Guba dan Lincoln (1985 : 35), mendefinisikan evaluasi sebagai “a process for describing an evaluand and judging its merit and worth”. (suatu proses untuk menggambarkan evaluan (orang yang dievaluasi) dan menimbang makna dan nilainya).  Sax  (1980  :  18)  juga  berpendapat “evaluation is a process through which a value judgement or decision is made from a variety of observations and from the background and training of the evaluator”.  (evaluasi  adalah  suatu proses dimana pertimbangan atau keputusan suatu nilai dibuat dari berbagai pengamatan, latar belakang serta pelatihan dari evaluator).

Dari dua rumusan tentang evaluasi ini, dapat kita peroleh gambaran bahwa evaluasi adalah suatu proses yang sistematis dan berkelanjutan untuk menentukan kualitas (nilai dan arti) daripada sesuatu, berdasarkan pertimbangan dan kriteria tertentu untuk membuat suatu keputusan. Berdasarkan pengertian ini, ada beberapa hal yang perlu kita pahami lebih lanjut, yaitu :

  • Evaluasi adalah suatu proses bukan suatu hasil (produk). Hasil  yang  diperoleh  dari  kegiatan  evaluasi  adalah  kualitas  daripada sesuatu,  baik  yang  menyangkut  tentang  nilai  maupun  arti.  Sedangkan kegiatan untuk sampai kepada pemberian nilai dan arti itu adalah evaluasi. Jika  Anda  melakukan  kajian  tentang  evaluasi,  maka  yang  Anda  lakukan adalah mempelajari bagaimana proses pemberian pertimbangan mengenai kualitas daripada sesuatu. Gambaran kualitas yang dimaksud merupakan konsekuensi logis dari proses evaluasi yang dilakukan. Proses tersebut tentu dilakukan secara sistematis dan berkelanjutan, dalam arti terencana, sesuai dengan prosedur dan aturan, dan terus menerus.
  • Tujuan  evaluasi  adalah  untuk  menentukan  kualitas  daripada  sesuatu, terutama yang berkenaan dengan nilai dan arti. S.  Hamid  Hasan  (1988  :  14-15)  secara  tegas  membedakan  kedua  istilah tersebut sebagai berikut :Pemberian  nilai  dilakukan  apabila  seorang  evaluator  memberikan pertimbangannya  mengenai  evaluan  tanpa  menghubungkannya  dengan sesuatu yang bersifat dari luar.

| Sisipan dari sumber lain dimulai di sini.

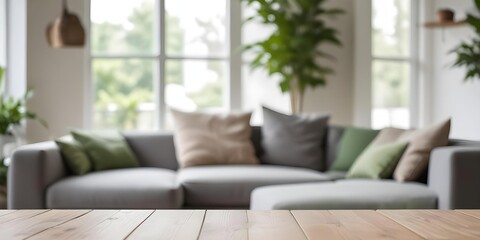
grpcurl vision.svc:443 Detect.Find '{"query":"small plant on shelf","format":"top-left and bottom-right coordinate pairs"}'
top-left (0, 67), bottom-right (48, 136)
top-left (242, 0), bottom-right (344, 112)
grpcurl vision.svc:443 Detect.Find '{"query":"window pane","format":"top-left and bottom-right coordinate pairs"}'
top-left (372, 60), bottom-right (410, 128)
top-left (165, 60), bottom-right (227, 129)
top-left (165, 60), bottom-right (226, 111)
top-left (242, 4), bottom-right (276, 62)
top-left (165, 0), bottom-right (227, 56)
top-left (242, 64), bottom-right (290, 125)
top-left (0, 0), bottom-right (7, 68)
top-left (92, 59), bottom-right (158, 130)
top-left (372, 0), bottom-right (411, 57)
top-left (91, 0), bottom-right (159, 54)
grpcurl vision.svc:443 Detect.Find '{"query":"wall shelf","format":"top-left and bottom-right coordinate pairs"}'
top-left (425, 20), bottom-right (467, 28)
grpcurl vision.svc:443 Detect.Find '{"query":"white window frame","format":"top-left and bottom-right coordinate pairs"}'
top-left (353, 0), bottom-right (421, 127)
top-left (0, 0), bottom-right (8, 82)
top-left (84, 0), bottom-right (242, 130)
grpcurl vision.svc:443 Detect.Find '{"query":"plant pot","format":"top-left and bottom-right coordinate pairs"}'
top-left (437, 9), bottom-right (455, 23)
top-left (0, 186), bottom-right (7, 209)
top-left (0, 135), bottom-right (16, 158)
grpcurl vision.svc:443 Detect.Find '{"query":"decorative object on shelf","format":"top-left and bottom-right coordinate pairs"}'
top-left (242, 0), bottom-right (344, 113)
top-left (47, 0), bottom-right (85, 48)
top-left (437, 8), bottom-right (455, 23)
top-left (0, 67), bottom-right (48, 158)
top-left (425, 8), bottom-right (466, 28)
top-left (451, 0), bottom-right (480, 81)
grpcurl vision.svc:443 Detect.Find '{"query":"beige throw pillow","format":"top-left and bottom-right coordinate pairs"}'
top-left (393, 119), bottom-right (450, 182)
top-left (171, 110), bottom-right (259, 168)
top-left (370, 127), bottom-right (406, 146)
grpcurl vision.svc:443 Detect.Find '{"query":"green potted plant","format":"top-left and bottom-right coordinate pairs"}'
top-left (451, 0), bottom-right (480, 81)
top-left (0, 67), bottom-right (48, 141)
top-left (242, 0), bottom-right (343, 112)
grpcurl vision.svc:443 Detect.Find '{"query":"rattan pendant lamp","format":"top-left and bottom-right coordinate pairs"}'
top-left (47, 0), bottom-right (85, 48)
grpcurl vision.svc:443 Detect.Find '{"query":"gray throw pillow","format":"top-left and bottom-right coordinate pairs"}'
top-left (261, 107), bottom-right (330, 170)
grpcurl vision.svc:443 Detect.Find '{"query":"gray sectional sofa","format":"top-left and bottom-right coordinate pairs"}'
top-left (8, 127), bottom-right (480, 209)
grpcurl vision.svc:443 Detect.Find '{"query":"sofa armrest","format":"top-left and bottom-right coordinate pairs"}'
top-left (428, 147), bottom-right (480, 209)
top-left (7, 141), bottom-right (66, 209)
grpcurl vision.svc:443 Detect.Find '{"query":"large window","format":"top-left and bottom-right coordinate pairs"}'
top-left (372, 0), bottom-right (413, 128)
top-left (0, 0), bottom-right (7, 71)
top-left (90, 0), bottom-right (234, 129)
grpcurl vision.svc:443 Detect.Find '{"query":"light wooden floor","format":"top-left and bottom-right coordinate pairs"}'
top-left (0, 210), bottom-right (480, 240)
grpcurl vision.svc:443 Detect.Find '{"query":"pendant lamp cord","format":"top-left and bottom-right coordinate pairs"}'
top-left (62, 0), bottom-right (68, 15)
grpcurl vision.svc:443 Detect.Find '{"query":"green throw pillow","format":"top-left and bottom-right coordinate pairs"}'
top-left (55, 136), bottom-right (92, 175)
top-left (329, 127), bottom-right (379, 172)
top-left (347, 142), bottom-right (408, 179)
top-left (72, 130), bottom-right (140, 171)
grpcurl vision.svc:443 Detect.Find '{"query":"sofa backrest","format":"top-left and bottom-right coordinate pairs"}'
top-left (123, 132), bottom-right (178, 170)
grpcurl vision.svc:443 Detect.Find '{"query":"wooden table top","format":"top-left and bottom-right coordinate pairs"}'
top-left (0, 210), bottom-right (480, 240)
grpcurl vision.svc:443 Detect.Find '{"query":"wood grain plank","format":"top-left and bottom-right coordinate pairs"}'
top-left (31, 210), bottom-right (119, 239)
top-left (0, 210), bottom-right (17, 216)
top-left (456, 210), bottom-right (480, 219)
top-left (128, 210), bottom-right (205, 240)
top-left (0, 210), bottom-right (89, 239)
top-left (292, 210), bottom-right (422, 240)
top-left (379, 210), bottom-right (480, 239)
top-left (57, 210), bottom-right (153, 239)
top-left (199, 210), bottom-right (248, 240)
top-left (0, 209), bottom-right (49, 224)
top-left (247, 211), bottom-right (307, 240)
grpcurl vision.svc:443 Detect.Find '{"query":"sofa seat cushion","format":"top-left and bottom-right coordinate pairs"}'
top-left (47, 168), bottom-right (183, 209)
top-left (178, 165), bottom-right (329, 207)
top-left (250, 180), bottom-right (437, 210)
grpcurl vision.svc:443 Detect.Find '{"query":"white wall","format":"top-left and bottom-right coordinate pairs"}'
top-left (304, 0), bottom-right (358, 125)
top-left (22, 0), bottom-right (355, 142)
top-left (428, 0), bottom-right (480, 140)
top-left (25, 0), bottom-right (87, 142)
top-left (6, 0), bottom-right (27, 97)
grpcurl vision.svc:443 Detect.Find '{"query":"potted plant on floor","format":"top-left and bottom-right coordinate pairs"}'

Jadi pertimbangan yang diberikan sepenuhnya berdasarkan apa evaluan itu sendiri. Sedangkan arti, berhubungan dengan posisi dan peranan evaluan dalam suatu konteks tertentu. Tentu saja kegiatan evaluasi yang komprehensif adalah yang  meliputi  baik  proses  pemberian  keputusan  tentang  nilai  dan  proses keputusan tentang arti, tetapi hal ini tidak berarti bahwa suatu kegiatan evaluasi harus selalu meliputi keduanya.Pemberian nilai dalam arti ini dalam bahasa yang dipergunakan Scriven (1967) adalah formatif dan sumatif. Jika formatif dan sumatif merupakan fungsi evaluasi,  maka  nilai  dan  arti  adalah  hasil  kegiatan  yang  dilakukan  oleh evaluasi.
  • Dalam proses evaluasi harus ada pemberian pertimbangan (judgement). Pemberian  pertimbangan  ini  pada  dasarnya  merupakan  konsep  dasar evaluasi. Melalui pertimbangan inilah ditentukan nilai dan arti (worth and merit) dari sesuatu yang sedang dievaluasi. Tanpa pemberian pertimbangan, suatu kegiatan bukanlah termasuk kategori kegiatan evaluasi.
  • Pemberian pertimbangan tentang nilai dan arti haruslah berdasarkan kriteria tertentu. Tanpa  kriteria  yang  jelas,  pertimbangan  nilai  dan  arti  yang  diberikan bukanlah suatu proses yang dapat diklasifikasikan sebagai evaluasi. Kriteria yang  digunakan  dapat  saja  berasal  dari  apa  yang  dievaluasi  itu  sendiri (internal), tetapi bisa juga berasal dari luar apa yang dievaluasi (eksternal).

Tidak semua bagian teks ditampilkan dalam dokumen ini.